仙台に単身赴任していた頃の私のストリップ日記から。
今日は「夢見心地を求めて」という話をします。
毎週のように土日は仙台から関東に遠征している。しかも、交通費を節約するために夜行バスで移動する。だから、当然身体的には疲れるはず。しかし、それ以上に精神的満足が大きいので止められない。
関東の劇場でラストまで観劇して、夜行バスに乗り込んだ時、まさに夢見心地になっていることがよくある。お気に入りの踊り子さんと楽しいひとときが過ごせた満足感。このままバスの中で夢の続きをみていたい気分。
実は今、夜行バスの中で物思いに耽っている。以前、この夢見心地を味わったことがあるなぁ~。記憶が蘇ってきた。
妻とは見合いで知り合った。一目で気に入って、毎週土日に東京から秋田まで夜行列車で会いに通った。見合いなので、結納まで三ヵ月と早かった。付き合い始めて一番楽しい時期でもある。結納当日の夜、私は夜行列車に乗って東京に戻ることになっていた。プラットフォームまで見送りに来てくれた妻が、私が乗る列車の音が聞こえると涙をこぼした。私は妻がいとおしくて抱きしめて優しくキスをした。
列車に乗り込んで、最後まで手を振ってくれた妻の姿を思い出しながら、寝台に横になった。
今更ながら想うが、あのときの妻の涙が私の人生のクライマックスだった。愛されている実感、愛される喜びを味わった。大げさかもしれないが、生まれてきた良かったと思える瞬間だった。今では妻には笑い話でも言えないが、心からそう思っている。
男と女の本当にいい思い出はプラトニックなもの。真にピュアな心でないと感動は味わえず、いい思い出にはなれない。
私は、あのときと同じ感激を、今ストリップで味わっていることにふと気づいた。
ストリップというのは多くの観客を相手にヌードを披露する場。だから特定の客に対して、特別のサービスをすることはできない。
では、単にステージを観るだけで、こんなに夢見心地になれるかというと、なれない。ストリップを初めて観た頃はそれで十分だったかもしれないが、今のようなストリップ常連になると、視覚による刺激だけでは夢見心地までには至らない。なにがプラスされたかと言うと、仲良くしてもらえたという嬉しさと心が触れ合った喜び。心が触れ合うにはどうしてもコミュニケーションが必要になる。しかし、ストリップでは会話はできない。そのために手紙が有効になる。ときに手紙は会話をはるかに凌ぐ威力をもつ。相手の心にストレートに入っていき、会話以上に熱く語れることもある。

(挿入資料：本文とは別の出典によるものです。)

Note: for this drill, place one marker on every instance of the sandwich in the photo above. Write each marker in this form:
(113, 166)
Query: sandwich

私は手紙だけを目的にストリップ通いしているわけではない。手紙NGの方は応援しないと思われているかもしれないが、そうとも限らない。しかし、ことストリップの場合、手紙によって心のコミュニケーションができていることは事実で、大きな感動はほとんど手紙から得られている。従って、私は手紙抜きにストリップは語れない。手紙こそが心の架け橋なのだ。
お金を払えば、ヌードを観たり、SEXの処理はできるのだろうが、いくらお金を払っても心は買えない。
ストリップというのは本来、心の触れ合いを前提としていない。それなのに、こんなに楽しい心の触れ合いができるなんて、私はすごく贅沢な遊びをしていると実感する。
ある踊り子さんからこう言われた。「たくさん通ってくれるお客さんは電話番号やメール・アドレスなどを聞きたがる。その点、太郎さんはいつも手紙をくれるだけ。不思議だなぁって思っていた。」「太郎さんは踊り子と客とは一定の距離を保って付き合うのがいい関係と言っている。太郎さんはすごくいい遊び方をしているんだなと思う。」
長くお付き合いさせて頂いている踊り子さんとは、会うたびに安心感のようなやすらぎがある。
一方、新人さんとは出会いのときめきがある。デビューしたばかりの新人さんは不安でいっぱいだろう。そういうときに手紙で励ましたりアドバイスすると感激してくれる方が多い。手紙のお陰で、一気に相手との距離が近づく。勇気をもって交際を申し込んでOKしてもらえたような喜び・・・いや、まずは友達レベルかな(笑)。ともかく仲良くなりかけた瞬間というのは激しいときめきを覚える。恋がゲームであるなら、まさにこの瞬間こそがクライマックス! 私が新人好きなのは、この瞬間がたまらなく好きだから。まるでストリップ界のプレイボーイ!ははは、実際は全くモテマセンが(笑)
それでも、夢見心地を求めて、今日も劇場を彷徨っています。